If we look at the bigger picture, Reset policy was an attempt to engage Russia (a defiant actor) in constructive cooperation and negotiations through institutions (special NATO-Russia Council), binding it to various international regimes and treaties (acceptance to WTO, START), and showing that such cooperation can be fruitful and Russia can actually get what it wants without creating energy crises or using hard power (compromise on Polish missile defense). But it did not work. Was reset unsuccessful only because White House was not ready to forget about permanent human rights violations and civil society and media repressions, or because it kept repeating that US believes Georgian break-away territories are occupied by Russia? Even though Moscow has always been too sensitive about its special “Sovereign Democracy” and is not welcoming any comment or “humanitarian intervention” in the areas which Kremlin considers as its internal affairs, Washington’s moderate statements regarding Georgia, or financial support of the civil society organizations in Russia are still peripheral issues, especially now that NATO expansion has stopped for a long time, if not forever. Kremlin has simply made its choice and betted on becoming an alternative pole of power through establishing unclear and messy relationship with other defiant actors such as China, Venezuela, Iran or Syria.

Now, what does that mean for the US and the rest of the world?
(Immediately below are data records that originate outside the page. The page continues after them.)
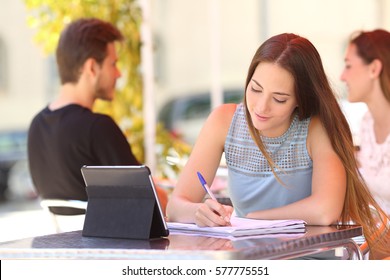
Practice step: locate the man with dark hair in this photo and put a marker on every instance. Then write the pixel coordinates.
(66, 134)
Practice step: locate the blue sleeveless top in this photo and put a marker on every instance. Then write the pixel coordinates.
(252, 185)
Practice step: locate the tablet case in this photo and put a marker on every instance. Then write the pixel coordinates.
(122, 203)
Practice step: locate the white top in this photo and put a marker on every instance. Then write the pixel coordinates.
(374, 160)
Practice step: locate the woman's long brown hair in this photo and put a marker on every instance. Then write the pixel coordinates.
(316, 98)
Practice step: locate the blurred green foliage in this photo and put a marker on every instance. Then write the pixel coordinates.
(49, 17)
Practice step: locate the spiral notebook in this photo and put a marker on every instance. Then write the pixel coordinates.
(242, 227)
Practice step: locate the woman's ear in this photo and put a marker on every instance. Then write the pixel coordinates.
(375, 68)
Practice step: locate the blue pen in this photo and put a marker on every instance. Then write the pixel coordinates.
(205, 186)
(208, 191)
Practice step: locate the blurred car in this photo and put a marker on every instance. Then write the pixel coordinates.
(184, 116)
(15, 177)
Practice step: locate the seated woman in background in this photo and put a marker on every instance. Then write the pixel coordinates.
(367, 75)
(288, 148)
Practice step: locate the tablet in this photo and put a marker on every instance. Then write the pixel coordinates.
(122, 202)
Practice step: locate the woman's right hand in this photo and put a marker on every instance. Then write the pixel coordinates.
(213, 214)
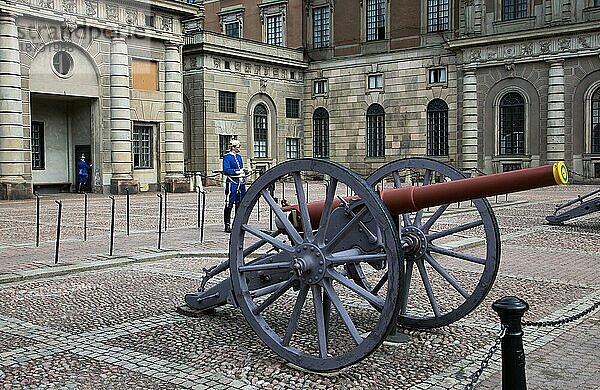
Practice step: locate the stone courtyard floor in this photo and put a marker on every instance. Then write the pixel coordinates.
(96, 320)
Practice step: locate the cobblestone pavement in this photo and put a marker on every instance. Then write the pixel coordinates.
(97, 321)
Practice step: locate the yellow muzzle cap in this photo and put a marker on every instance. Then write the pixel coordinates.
(561, 173)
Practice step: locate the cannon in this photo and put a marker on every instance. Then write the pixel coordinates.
(326, 283)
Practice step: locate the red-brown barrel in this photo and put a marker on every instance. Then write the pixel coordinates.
(410, 199)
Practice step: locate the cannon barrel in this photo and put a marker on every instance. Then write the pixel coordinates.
(414, 198)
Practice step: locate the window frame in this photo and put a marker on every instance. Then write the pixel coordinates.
(375, 131)
(260, 131)
(292, 108)
(376, 20)
(324, 27)
(138, 150)
(40, 146)
(227, 102)
(437, 128)
(440, 14)
(516, 145)
(321, 133)
(292, 147)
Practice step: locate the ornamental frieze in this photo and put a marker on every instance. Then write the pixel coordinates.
(529, 49)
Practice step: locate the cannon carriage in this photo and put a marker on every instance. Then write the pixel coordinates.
(325, 284)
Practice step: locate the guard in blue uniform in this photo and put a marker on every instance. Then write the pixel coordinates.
(235, 183)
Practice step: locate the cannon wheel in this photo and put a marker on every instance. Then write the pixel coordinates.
(332, 321)
(432, 265)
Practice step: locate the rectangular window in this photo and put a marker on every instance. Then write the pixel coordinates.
(291, 147)
(226, 101)
(224, 140)
(376, 81)
(37, 145)
(149, 20)
(275, 30)
(514, 9)
(142, 146)
(292, 108)
(375, 20)
(321, 27)
(145, 74)
(232, 29)
(437, 76)
(437, 15)
(320, 87)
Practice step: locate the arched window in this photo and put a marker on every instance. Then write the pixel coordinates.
(260, 131)
(375, 131)
(321, 133)
(512, 124)
(437, 128)
(596, 122)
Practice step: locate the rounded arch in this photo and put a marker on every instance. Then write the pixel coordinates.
(271, 120)
(535, 136)
(82, 80)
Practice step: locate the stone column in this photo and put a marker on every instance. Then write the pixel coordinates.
(470, 125)
(555, 129)
(174, 157)
(13, 184)
(120, 118)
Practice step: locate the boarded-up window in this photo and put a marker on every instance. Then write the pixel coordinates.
(145, 75)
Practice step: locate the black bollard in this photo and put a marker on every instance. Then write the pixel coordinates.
(85, 216)
(510, 310)
(37, 219)
(57, 231)
(112, 225)
(159, 218)
(127, 210)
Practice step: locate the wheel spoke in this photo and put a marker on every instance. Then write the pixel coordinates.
(406, 287)
(290, 229)
(302, 206)
(354, 256)
(427, 284)
(454, 230)
(339, 306)
(380, 284)
(264, 266)
(324, 221)
(268, 238)
(368, 296)
(458, 255)
(320, 319)
(295, 317)
(442, 271)
(279, 292)
(259, 292)
(346, 229)
(438, 213)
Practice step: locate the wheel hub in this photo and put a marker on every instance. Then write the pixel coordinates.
(309, 263)
(416, 242)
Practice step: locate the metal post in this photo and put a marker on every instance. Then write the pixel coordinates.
(127, 210)
(159, 218)
(165, 187)
(37, 219)
(112, 225)
(57, 231)
(510, 310)
(85, 216)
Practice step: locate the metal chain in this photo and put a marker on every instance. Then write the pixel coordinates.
(563, 321)
(486, 360)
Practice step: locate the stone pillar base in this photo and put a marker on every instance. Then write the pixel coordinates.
(15, 191)
(118, 186)
(178, 184)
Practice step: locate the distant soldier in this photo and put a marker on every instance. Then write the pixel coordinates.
(235, 184)
(82, 173)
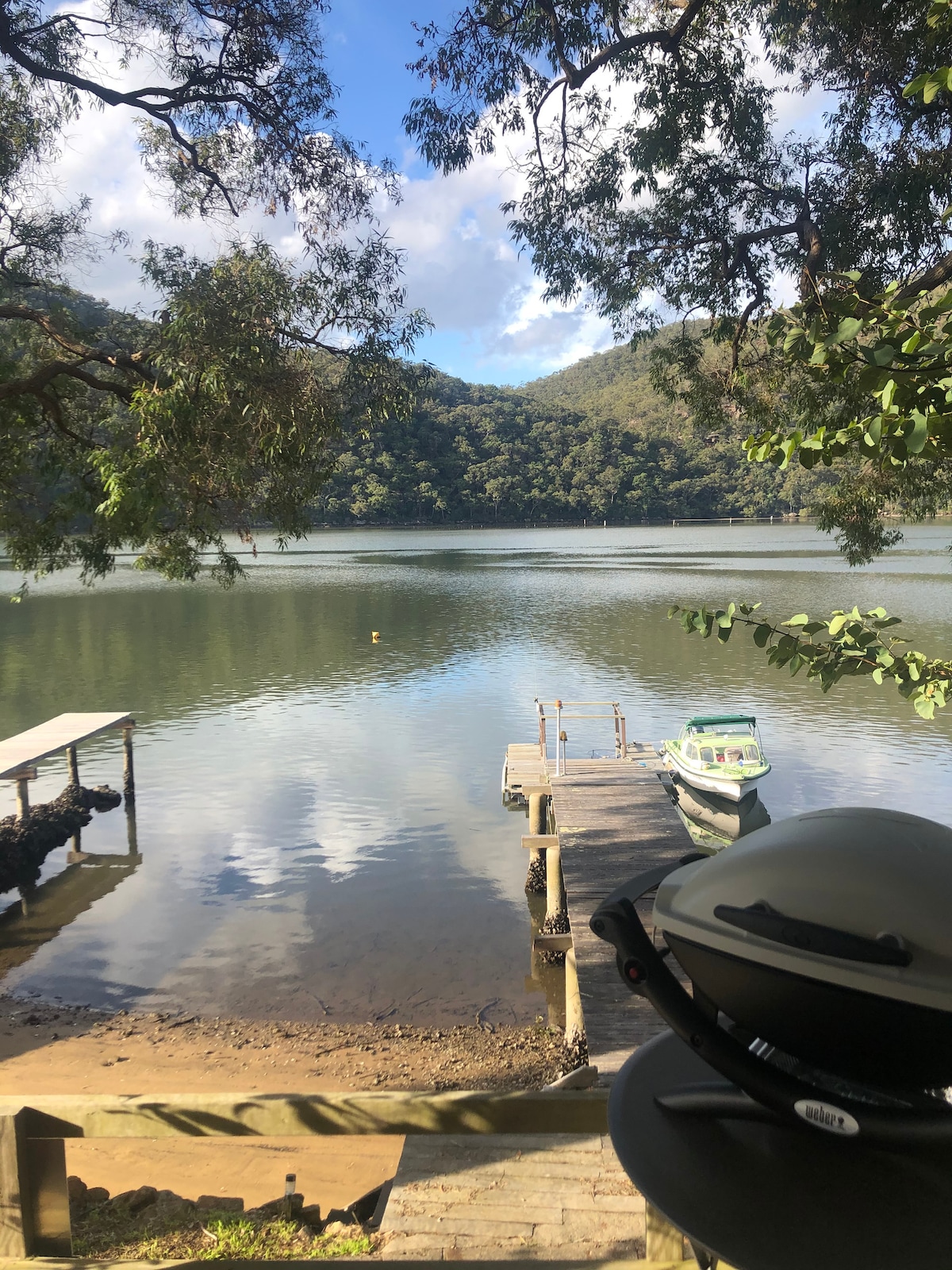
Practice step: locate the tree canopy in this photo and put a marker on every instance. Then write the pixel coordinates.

Moscow’s extravagant actions are clearly raising security concerns among its immediate neighbors and in Europe. Countries with centuries of experience of dealing with Russia, are facing old dilemma of bandwagoning (choice between US and Russia) or building regional alliances to balance it. As we saw, as soon as Washington stepped back on missile defense system, Warsaw started to question US’s reliability and immediately started to look for alternatives in Paris and Berlin (US and Poland have re-launched negotiations in the summer 2012 and now plan to develop the system by 2018). Countries which depend on Russian energy resources are facing even harder choices.

Of course, White House is not going to respond on Russia’s latest provocation in the pre-election period, but new administration will have to come up with an alternative to or simply a new reset strategy. Having Putin back to Kremlin for another 10 years most probably, not much of the change can be expected on Moscow’s side. But as we heard in Seoul this year, Obama promised “more flexibility” after the elections.  What may this “flexibility” mean is a good question for us to discuss.    


Marshal Davout said...

I think one must also consider the most recent results of the Georgian elections in the Administrations dealings with Russia. Not only does it seem like this administration was hoodwinked by the Russians, some of our "friends" in Russia's near-abroad seem to have felt some of the effect.

This is not to say that Georgian politics ride entirely on American Foreign Relations (correlation does not equal causation), but they may be related.

Pseudoblogger said...

What will come out of Georgia's recent elections is not quite clear yet. The coalition which won the majority in the Parliament is not pro-Russian or "pro-Putin" (whatever that means). The Coalition's official program states that they will pursue the same pro-EU and pro-NATO foreign policy course, but at the same time will try to improve relations with Russia. What will they actually do is yet to be seen.
However, I agree that many countries in Russia's near-abroad are having second thoughts.